A few weeks ago, I attended a coding conference with engineers, developers, programmers, coders, hackers – whatever title is preferred – hosted at Twitter headquarters in San Francisco. The crowd was made up of attendees from the various technology companies in Silicon Valley, everyone representing their company brand with a t-shirt or hoodie. There were four main presentation theatres and topics ranged from “The Future of Data Science” to “Test Automation in DevOps” to “the Internet of Robots.” You could hear the lingo and inside jokes that galvanize this group of individuals who spend more time in front of terminals than other humans, this is not a dig, these are my people.
I had been asked to speak at the event and decided to discuss some of the physics behind operations at technology companies. I have been interested in speaking about “The Physics of Big Data” for some time as physics has largely been minimized as behind-the-scenes “magic” while the product or app is the primary focus of most engineers at technology companies.
I asked the audience to recall how non-visible waves carry the requests from your phone to the router or cell tower where they are then converted with lasers to visible light and travel thousands of miles around the world in fiber to a data center to retrieve the requested image or information off machines. This all occurs nearly instantaneously (literally the speed of light) else we get annoyed and lose interest impatiently. I joked back to the dial up, and emphasized that the actual process is fundamental to the understanding of how the technology has developed over time.
My background is in mechanical engineering with thermodynamics and heat transfer efficiency which led me towards building large scale computing facilities. The chain of heat transfer that moves heat from the surface of the power consuming hardware and rejects the heat into the environment is something I find interesting. The fundamental physics of forced air convection from the surface of a heat exchanger sitting on a CPU and rejection of heat into the air is grounded in the conservation of energy known as the first law of thermodynamics. Warm air from the server returns to air handling equipment where it moves across a coil with water or refrigerant (psychrometrics) methodically moving the heat into the coil to be taken to a compressor or cooling tower to reject the heat to the atmosphere. I compared people to the machines – 345 BTUh while seated in a theatre or office rejecting latent and sensible loads into the space. Human rejected heat is processed with similar office air conditioning systems to maintain that comfortable office temperature. All of the principles are simple and relatable when broken down to energy.
The majority of engineers don’t think about these processes on a daily basis – but they do care if their product is down! The electrical power systems supporting the data center buildings are sophisticated to avoid power interruption but simple in principle. The power is generally from standard utility sources with chemical storage systems (batteries) or kinetic energy systems (flywheels) to carry the load during utility interruption while the stationary systems (diesel generators) come online to provide local power generation. This is relatable given the recent power outage downtown San Francisco that interrupted wifi service, traffic and general connected life a few weeks ago.

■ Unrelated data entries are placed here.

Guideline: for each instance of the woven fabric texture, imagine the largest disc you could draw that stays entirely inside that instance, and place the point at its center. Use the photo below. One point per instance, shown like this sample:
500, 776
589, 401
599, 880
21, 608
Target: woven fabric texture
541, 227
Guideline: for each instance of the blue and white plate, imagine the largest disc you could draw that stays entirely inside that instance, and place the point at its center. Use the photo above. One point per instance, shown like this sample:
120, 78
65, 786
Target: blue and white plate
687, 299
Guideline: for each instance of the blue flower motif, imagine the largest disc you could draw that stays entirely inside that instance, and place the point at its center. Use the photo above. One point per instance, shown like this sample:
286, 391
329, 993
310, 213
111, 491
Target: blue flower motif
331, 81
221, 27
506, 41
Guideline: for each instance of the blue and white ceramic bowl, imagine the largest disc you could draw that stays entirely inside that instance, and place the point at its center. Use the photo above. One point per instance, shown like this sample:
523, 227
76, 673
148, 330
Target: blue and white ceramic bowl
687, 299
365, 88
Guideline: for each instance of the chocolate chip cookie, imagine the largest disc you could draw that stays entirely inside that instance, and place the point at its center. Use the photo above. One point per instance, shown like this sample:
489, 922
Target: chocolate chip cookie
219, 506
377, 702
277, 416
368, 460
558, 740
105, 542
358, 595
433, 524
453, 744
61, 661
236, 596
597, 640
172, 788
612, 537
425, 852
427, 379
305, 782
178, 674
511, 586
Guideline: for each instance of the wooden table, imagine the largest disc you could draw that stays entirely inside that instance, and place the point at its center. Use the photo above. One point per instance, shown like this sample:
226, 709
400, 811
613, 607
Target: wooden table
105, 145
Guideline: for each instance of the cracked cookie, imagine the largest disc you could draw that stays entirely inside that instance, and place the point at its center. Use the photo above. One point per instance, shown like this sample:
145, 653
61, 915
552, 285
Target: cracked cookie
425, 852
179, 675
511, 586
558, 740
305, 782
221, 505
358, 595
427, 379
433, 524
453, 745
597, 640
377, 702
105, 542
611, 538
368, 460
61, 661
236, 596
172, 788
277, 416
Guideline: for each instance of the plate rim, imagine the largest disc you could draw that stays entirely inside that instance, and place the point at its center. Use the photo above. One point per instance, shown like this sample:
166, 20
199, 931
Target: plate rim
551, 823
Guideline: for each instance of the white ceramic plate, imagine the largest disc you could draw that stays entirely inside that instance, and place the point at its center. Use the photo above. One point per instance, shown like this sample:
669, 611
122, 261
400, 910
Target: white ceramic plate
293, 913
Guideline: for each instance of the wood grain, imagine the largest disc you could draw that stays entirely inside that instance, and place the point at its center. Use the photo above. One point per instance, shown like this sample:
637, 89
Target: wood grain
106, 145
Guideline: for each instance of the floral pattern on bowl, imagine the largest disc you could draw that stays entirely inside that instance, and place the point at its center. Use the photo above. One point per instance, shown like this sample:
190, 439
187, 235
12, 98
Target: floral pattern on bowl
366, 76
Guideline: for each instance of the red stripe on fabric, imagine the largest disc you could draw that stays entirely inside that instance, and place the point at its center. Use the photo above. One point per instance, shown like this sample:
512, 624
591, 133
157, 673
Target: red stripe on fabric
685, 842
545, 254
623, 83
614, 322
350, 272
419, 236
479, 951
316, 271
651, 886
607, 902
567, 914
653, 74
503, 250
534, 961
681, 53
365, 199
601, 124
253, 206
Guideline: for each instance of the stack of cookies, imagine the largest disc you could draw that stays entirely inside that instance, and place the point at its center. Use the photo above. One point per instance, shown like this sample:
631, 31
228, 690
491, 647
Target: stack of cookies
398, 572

The intent of this talk was to make the physics behind the technology more approachable. I had brought with me a small device, it was originally a medical treatment device from around 1910 that delivers electricity to the surface of the skin to stimulate muscles. It's a simple form of electricity generation, in a 6”x6”x14” box, consisting of a coil that rotates with a hand crank, a stationary magnet, and then two copper paddles with wooden handles. It generates a low voltage, depending on the speed you turn the coil, and releases a charge similar to the feeling you get when you touch an electric fence.
In the past I brought this miniature generator to work during an open house and watched guys crank the handle while their friend held the copper connections wanting to generate the maximum charge for someone to feel. Often times they would crank it before their friend picks up the paddle, thinking they are building a stored electric charge like would be held in a capacitor, though this device doesn’t have a capacitor. This group was really excited to touch and see the generator and surprised by the simplicity as with most engineers. I asked someone to crank the device while I held the paddles to ensure the charge was working as the the connections sometimes get corroded. I purchased the device at a discount because the antique store said it was “broken”, which meant the copper connection wasn’t conducting and they didn’t understand how it worked.
I’d like to pause for a moment to make a clarification about an assumption you might have made regarding this conference. This is largely a single gender event, yes that’s right, this conference was 90% female, both the speakers and the attendees. The significance of the composition didn’t dawn on me until women started to play with the generator. They were cautious in cranking the generator making sure not to charge it too quickly. These engineers even held hands so the charge would pass through a few people at the same time to experience it together with the person doing the charging rather than inflicting a charge on each other.
I enjoyed spending my Saturday in the company of female technologists who shared what they knew about their field openly. They were interested and inquisitive about the physics they studied which underlied their current applications. I appreciated the thoughtful way women approached power, with the same fundamental technical comprehension but also with caution and mindfulness about how it impacts others.